Some light punch, a few speeches, shake a few hands. In and out.”
“Family isn’t intrinsically a good thing,” Wes pointed out. “It just means they’re familiar. If familiarity mattered, water wouldn’t boil fish.”
“You’re really such a philosopher,” she said, authentically impressed. “You’re right. If your family’s that toxic, don’t go. Your mental health is the most important thing. That said, there might be cake.”
He chewed on his bottom lip, peering down at the floor. Sasha could tell there was so much more to the story than he was saying. And every part of her wanted to know it. Curiosity flooded her. Wes was a mystery. She wanted to figure out her new (old) friend.

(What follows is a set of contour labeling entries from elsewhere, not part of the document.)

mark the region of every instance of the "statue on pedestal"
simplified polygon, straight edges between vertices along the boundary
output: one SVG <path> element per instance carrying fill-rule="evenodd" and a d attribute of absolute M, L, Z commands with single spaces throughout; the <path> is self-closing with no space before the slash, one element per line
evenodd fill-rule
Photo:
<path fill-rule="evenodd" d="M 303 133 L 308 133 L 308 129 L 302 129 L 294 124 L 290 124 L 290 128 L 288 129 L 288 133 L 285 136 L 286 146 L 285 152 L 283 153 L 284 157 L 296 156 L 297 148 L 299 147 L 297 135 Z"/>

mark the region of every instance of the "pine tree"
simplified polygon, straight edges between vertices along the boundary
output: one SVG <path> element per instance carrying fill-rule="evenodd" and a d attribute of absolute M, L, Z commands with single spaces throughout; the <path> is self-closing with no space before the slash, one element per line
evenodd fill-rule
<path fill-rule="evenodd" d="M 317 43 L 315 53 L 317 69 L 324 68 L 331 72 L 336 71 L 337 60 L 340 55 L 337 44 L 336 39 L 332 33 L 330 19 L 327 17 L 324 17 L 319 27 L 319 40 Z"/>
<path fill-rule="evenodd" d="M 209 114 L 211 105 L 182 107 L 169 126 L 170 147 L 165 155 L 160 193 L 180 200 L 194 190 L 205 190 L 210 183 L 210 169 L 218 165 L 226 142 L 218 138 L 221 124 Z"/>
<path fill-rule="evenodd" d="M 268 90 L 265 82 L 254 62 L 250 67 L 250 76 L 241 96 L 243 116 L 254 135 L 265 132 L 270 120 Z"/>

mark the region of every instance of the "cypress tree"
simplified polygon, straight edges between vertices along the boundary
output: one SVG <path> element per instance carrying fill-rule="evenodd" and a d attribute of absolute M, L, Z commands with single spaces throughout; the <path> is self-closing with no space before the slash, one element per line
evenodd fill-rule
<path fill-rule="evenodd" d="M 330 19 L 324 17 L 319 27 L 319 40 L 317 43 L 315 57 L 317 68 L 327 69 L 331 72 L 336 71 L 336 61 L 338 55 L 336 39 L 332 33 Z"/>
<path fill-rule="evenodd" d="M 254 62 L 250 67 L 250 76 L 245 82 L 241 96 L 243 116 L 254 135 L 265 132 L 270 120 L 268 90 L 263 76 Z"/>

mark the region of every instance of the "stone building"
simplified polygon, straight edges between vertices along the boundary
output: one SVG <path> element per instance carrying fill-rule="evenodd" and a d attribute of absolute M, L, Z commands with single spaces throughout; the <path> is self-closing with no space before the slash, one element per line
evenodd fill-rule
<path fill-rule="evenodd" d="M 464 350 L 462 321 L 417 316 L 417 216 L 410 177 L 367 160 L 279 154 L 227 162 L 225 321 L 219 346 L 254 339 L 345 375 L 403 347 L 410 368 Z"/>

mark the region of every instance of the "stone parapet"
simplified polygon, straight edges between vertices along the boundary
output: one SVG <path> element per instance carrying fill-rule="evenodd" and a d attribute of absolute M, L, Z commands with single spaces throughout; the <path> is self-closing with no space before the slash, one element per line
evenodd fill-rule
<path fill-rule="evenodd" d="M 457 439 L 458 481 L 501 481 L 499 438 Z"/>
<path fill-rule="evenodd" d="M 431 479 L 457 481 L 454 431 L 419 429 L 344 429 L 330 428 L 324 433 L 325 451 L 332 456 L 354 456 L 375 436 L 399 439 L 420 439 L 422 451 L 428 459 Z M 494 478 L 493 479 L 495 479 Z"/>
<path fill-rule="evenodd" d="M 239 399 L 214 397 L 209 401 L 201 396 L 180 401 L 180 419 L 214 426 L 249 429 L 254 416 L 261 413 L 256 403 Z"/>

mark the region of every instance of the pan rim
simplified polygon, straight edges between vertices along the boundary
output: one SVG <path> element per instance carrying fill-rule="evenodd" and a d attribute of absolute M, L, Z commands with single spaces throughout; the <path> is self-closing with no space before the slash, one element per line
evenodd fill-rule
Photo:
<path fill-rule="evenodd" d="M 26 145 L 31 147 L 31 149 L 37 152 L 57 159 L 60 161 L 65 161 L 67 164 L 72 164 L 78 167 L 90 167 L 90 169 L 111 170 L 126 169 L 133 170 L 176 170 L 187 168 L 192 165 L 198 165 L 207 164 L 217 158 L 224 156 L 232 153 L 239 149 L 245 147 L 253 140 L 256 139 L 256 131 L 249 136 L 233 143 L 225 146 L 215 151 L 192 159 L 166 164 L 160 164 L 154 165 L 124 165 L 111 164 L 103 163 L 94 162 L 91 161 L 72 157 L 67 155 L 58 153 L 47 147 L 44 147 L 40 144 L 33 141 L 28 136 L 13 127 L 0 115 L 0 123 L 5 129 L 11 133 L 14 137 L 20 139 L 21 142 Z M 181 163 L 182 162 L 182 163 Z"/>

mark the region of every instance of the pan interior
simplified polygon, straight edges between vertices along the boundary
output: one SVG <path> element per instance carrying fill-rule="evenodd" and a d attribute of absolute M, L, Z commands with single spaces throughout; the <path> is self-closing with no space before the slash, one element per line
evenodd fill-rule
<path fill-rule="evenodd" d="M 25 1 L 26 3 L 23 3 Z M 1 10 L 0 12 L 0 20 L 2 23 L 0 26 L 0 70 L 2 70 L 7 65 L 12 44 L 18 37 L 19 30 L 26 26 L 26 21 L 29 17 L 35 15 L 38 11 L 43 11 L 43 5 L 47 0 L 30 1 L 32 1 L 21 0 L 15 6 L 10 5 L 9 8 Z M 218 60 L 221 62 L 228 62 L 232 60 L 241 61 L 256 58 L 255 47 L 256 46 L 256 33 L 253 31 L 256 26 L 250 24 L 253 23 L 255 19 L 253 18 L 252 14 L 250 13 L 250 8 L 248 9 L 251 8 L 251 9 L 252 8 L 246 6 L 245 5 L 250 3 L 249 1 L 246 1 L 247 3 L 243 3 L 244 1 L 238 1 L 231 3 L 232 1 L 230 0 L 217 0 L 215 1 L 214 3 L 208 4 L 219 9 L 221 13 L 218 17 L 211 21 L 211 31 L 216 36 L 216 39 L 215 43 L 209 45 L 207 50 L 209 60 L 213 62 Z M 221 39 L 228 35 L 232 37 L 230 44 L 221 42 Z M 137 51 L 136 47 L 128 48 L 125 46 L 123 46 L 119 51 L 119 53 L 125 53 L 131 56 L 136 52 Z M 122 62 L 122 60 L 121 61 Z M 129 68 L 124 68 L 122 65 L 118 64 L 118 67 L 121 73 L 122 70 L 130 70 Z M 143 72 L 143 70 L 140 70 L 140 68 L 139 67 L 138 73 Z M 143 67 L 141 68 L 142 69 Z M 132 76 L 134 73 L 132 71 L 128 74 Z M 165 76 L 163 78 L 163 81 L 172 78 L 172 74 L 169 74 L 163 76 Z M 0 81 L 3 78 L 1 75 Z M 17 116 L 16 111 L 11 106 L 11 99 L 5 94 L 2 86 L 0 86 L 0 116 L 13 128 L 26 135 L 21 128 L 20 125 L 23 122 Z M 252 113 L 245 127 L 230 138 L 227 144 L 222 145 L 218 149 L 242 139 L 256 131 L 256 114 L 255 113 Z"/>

She wanted to know more.
“They’re toxic,” he said, finally, “but I have my moments, too. I’ve done things I’m not proud of.”
“Everyone has,” said Sasha.
Wes looked pensive. Unreachable. “Not like me.”
She didn’t know what he meant, but she didn’t want to push. Instead, she said, “If you need some emotional support, I could join you.”
“I don’t need emotional support,” he said quietly.
“What do you need?”
“New relatives,” he said with a small laugh, trying to lighten the mood.
“Wes.”
“Seriously. After my dad died, my mom’s brain powered down. One minute she’s normal, the next minute she’s mean as hell. Especially to me. And she got remarried to a former Harlem Globetrotter who keeps running for mayor as an Independent.”
“Your stepdad is Sweet Willy Watson?”
“And Brooke’s just pathologically rude. No social graces, whatsoever.”
Sasha winced. “It’s really that bad?”
“I can’t, in good conscience, expose you to these ding-dongs.”
“Well, after everything you’ve done for me, I owe you.”
Wes stared down the alley at the street, wrestling with something. “Nah, I’m good. Thanks for offering, though.”
When Destiny invited Sasha to a “couples” scalp massage at Head Case Spa, Brooklyn’s destination for soothing scalp treatments, she eagerly accepted.
She’d read that their cranio-massages left even the most high-strung New Yorkers floating on air.
And floating was what Sasha needed. For the past few nights, she’d had deep anxiety nightmares that bled into the following day—just a jumble of barely logical snapshots from October 2022.
But, hopefully, the treatment would give her relaxation.
The spa was a Mediterranean-inspired oasis, with elegant arches, mosaic tiles, and the delicate sound of water flowing over stones.
Washcloths were draped over their eyes, but reed diffusers awakened their other senses, wafting a geranium-lavender scent through the air.
As Sasha and Destiny sank into weightlessness on their plush cots, masseuses rubbed detoxifying salt scrubs into their scalps.
And while this was all happening, Seat F was somewhere out there looking for her, too.
“Soooo . . . how do you see things playing out, when you finally meet Seat F?” asked Destiny, practically echoing Wes’s question, a few days before. “Honestly.”
“Honestly? In my fantasies, our worlds would collide,” said Sasha, who was lying on a luxe cot a few feet from Destiny. “Climate change would reverse. Flowers would bloom. Pangea would reassemble.”
And, please God, my inconvenient attraction to Wes Dane would fade.
“I love the new you. Look at how unreasonably romantic you’ve become.” Destiny stretched languidly, wiggling her ballet slipper–pink toes. “Imagine telling people the story of how you met?”
“Oh, our meet-cute would be highly abnormal. And you know I like neat, clean-cut things.”
“You eat corn on the cob with a fork and a knife.”
“I’ve been putting off telling Wes how I eat barbecue ribs,” she said with a little chuckle.
If she and Destiny weren’t wearing washcloths over their eyes, Sasha would’ve seen her Oh really? expression.
“Odd meet-cutes are my new micro-obsession,” continued Sasha. “I’m obsessed with this IG account where the host interviews random couples about how they met. And I’ve fallen into a YouTube rabbit hole researching celeb relationships. It makes this thing with Seat F feel more real.”